Claire Huang wrote an undergraduate honor's thesis, supervised by @steveblackburn and @caizixian https://www.steveblackburn.org/pubs/theses/huang-2025.pdf

She uses sampling PEBS counters and data linear addressing (DLA) on Intel chips to attempt to understand the structure and attribution of load latencies in MMTk.

After identifying L1 misses in the trace loop as a significant overhead, she adds prefetching and reduces GC time by 10% or so across a range of benchmarks, and more on Zen4.

Lots of fun details in Huang's thesis: static vs dynamic prefetching (static is fine), computation of how much one could gain if cache-miss latency were eliminated, what the GC time would be if hardware prefetchers were disabled (20-80% slower; see attached figure); mutator time without prefetchers (sometimes it's better??!?); how to use "perf mem"; all good stuff!

I don't know what's in the water at ANU but they have been doing lots of great work at all levels recently

@wingo Thanks Andy.

What’s in the water? Just a wonderfully talented and intellectually generous bunch of students. In particular there’s a great culture of generosity in the lab that @caizixian and other students have built. That culture encourages talented undergrads like Claire to join and flourish. I’m very grateful.

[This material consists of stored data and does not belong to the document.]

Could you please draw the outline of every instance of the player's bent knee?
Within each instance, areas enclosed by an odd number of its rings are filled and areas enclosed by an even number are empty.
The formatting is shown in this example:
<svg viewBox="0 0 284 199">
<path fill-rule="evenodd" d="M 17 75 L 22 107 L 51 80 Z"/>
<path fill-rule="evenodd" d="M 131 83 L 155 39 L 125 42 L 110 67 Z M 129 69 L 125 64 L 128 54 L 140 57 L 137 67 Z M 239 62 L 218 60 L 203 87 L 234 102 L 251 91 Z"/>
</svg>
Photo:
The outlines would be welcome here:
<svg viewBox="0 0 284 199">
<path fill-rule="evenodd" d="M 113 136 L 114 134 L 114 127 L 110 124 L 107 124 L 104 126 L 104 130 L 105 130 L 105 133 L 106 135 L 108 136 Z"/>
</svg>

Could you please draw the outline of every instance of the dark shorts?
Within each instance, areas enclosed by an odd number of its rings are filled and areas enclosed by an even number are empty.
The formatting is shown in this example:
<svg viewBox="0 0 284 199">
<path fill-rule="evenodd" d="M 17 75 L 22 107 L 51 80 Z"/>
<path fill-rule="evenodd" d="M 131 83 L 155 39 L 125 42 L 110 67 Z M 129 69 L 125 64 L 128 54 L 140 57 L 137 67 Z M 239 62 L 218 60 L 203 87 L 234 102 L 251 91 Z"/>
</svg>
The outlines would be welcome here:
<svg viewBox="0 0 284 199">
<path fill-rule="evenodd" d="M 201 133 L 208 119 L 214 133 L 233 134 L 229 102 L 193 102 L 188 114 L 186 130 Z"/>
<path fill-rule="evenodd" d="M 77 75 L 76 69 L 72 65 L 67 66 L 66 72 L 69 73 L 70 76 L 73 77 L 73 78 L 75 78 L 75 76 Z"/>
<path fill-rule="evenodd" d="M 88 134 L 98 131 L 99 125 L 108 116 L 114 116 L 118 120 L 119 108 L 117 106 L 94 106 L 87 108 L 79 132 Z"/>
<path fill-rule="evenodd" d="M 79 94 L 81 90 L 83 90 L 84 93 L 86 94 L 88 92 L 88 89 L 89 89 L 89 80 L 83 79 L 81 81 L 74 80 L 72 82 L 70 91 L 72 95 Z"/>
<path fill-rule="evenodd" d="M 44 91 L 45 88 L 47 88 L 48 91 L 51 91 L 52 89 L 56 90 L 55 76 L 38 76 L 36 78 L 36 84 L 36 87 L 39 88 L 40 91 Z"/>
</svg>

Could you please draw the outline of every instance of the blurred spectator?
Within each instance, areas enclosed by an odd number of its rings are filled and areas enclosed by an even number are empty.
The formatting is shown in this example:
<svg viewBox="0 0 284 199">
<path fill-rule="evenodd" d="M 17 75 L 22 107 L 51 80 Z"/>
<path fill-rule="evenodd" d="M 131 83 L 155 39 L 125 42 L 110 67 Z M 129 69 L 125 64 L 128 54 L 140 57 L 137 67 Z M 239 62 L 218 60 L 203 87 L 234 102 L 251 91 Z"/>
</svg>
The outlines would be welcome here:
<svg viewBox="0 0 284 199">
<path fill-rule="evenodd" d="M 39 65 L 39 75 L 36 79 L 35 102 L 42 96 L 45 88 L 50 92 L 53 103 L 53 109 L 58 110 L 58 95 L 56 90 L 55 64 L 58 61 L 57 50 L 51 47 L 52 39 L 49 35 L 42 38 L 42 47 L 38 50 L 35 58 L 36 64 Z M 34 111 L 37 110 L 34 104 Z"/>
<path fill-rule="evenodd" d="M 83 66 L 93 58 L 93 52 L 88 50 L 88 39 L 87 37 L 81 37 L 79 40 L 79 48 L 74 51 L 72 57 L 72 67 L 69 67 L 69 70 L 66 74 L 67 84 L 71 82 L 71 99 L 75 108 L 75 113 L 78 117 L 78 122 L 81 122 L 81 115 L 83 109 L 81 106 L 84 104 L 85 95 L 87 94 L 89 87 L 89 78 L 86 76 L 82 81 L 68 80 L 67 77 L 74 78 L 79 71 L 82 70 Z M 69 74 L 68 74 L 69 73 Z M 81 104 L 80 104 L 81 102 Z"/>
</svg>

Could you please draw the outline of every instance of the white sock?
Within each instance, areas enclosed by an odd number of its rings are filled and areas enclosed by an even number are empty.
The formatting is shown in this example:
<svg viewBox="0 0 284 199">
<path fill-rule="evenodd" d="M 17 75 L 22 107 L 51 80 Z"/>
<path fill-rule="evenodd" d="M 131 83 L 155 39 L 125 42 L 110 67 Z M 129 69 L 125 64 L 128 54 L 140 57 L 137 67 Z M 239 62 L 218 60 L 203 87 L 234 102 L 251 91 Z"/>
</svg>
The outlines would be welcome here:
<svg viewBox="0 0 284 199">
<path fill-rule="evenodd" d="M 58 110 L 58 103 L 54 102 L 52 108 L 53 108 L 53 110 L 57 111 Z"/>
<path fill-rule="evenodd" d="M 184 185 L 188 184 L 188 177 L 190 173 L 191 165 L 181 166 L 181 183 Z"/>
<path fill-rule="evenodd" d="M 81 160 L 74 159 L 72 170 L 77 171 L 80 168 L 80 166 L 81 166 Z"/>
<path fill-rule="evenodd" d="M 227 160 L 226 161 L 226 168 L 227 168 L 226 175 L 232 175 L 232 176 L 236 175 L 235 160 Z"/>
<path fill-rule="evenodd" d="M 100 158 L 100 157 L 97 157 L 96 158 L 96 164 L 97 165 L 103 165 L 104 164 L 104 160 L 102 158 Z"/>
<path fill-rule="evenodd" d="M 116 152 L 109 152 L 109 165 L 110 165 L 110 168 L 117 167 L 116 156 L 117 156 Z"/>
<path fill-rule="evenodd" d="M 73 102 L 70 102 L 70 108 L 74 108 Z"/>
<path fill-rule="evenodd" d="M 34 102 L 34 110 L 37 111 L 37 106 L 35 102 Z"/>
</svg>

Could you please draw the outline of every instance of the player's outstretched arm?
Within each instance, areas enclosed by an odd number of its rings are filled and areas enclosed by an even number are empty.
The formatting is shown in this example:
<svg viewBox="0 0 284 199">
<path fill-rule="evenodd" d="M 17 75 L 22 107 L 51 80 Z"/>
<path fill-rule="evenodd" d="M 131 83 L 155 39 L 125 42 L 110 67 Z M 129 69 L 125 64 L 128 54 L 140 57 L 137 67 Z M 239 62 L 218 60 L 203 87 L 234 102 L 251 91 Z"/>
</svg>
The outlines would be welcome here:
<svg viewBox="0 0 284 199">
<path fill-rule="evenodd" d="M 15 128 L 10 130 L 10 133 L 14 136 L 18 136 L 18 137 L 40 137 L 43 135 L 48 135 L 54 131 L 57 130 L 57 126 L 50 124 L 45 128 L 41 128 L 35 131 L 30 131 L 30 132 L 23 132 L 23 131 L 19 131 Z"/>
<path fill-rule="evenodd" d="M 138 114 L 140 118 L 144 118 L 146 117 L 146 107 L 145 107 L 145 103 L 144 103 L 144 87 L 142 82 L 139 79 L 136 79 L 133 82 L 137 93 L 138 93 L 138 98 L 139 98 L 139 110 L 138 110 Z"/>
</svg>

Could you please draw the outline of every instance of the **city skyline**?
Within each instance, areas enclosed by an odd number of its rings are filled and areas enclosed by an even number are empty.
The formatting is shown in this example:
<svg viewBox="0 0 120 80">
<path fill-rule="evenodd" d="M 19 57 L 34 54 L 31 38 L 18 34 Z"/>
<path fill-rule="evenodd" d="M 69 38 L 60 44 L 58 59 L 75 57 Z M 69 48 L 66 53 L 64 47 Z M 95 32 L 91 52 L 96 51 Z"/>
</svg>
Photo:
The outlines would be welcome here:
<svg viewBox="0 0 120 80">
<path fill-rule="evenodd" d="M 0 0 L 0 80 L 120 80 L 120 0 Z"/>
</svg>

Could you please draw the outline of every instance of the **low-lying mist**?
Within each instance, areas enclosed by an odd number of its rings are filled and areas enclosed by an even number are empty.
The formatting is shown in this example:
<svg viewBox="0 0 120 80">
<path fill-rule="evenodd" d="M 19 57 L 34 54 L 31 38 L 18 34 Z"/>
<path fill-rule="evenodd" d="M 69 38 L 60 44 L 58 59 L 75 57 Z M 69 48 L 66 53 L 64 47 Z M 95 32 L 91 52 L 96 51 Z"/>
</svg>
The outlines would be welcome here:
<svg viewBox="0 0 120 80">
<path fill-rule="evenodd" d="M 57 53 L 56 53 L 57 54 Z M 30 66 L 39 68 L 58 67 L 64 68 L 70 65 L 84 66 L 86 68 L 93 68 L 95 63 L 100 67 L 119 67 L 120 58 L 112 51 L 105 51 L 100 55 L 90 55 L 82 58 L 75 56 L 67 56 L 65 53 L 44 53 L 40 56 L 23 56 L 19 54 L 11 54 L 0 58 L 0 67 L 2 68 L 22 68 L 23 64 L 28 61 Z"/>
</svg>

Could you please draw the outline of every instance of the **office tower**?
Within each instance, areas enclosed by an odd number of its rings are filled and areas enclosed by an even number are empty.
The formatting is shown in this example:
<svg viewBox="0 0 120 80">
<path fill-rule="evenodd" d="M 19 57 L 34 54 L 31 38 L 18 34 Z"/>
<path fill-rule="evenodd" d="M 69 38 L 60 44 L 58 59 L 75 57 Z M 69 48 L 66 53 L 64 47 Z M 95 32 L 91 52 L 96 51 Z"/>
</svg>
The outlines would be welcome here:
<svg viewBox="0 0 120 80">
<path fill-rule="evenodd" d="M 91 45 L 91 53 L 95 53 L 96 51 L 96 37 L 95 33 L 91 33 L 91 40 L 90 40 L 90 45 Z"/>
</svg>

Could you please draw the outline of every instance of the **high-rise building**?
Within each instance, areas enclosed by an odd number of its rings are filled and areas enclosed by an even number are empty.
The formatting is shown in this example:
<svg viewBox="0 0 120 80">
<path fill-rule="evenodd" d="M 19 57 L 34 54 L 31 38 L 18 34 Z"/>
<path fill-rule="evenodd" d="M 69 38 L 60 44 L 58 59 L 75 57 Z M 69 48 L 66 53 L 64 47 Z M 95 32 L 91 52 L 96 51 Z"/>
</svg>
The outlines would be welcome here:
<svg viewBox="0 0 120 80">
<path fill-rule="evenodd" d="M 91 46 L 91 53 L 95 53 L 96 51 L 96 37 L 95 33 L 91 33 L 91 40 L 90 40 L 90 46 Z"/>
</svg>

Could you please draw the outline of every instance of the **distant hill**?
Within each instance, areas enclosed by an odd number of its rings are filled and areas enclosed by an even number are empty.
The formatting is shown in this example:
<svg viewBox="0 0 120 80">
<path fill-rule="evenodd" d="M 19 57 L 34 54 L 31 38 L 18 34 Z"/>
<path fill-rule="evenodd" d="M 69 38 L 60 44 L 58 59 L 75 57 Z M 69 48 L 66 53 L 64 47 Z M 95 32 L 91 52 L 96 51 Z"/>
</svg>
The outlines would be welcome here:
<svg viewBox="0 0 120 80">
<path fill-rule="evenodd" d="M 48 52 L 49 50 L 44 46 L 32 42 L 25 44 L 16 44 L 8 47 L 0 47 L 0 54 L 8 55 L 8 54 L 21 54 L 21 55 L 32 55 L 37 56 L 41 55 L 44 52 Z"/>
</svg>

@steveblackburn @caizixian sincere congrats on building such an environment. as a faraway « consumer » of y’all’s work i appreciate whatever it is that went into the making; the generosity shines through!

@wingo @caizixian

It did not come from nowhere. @xiyang set the tone, passing the torch to the current students. He epitomised technical excellence + intellectual generosity. Thank you, Xi 🙏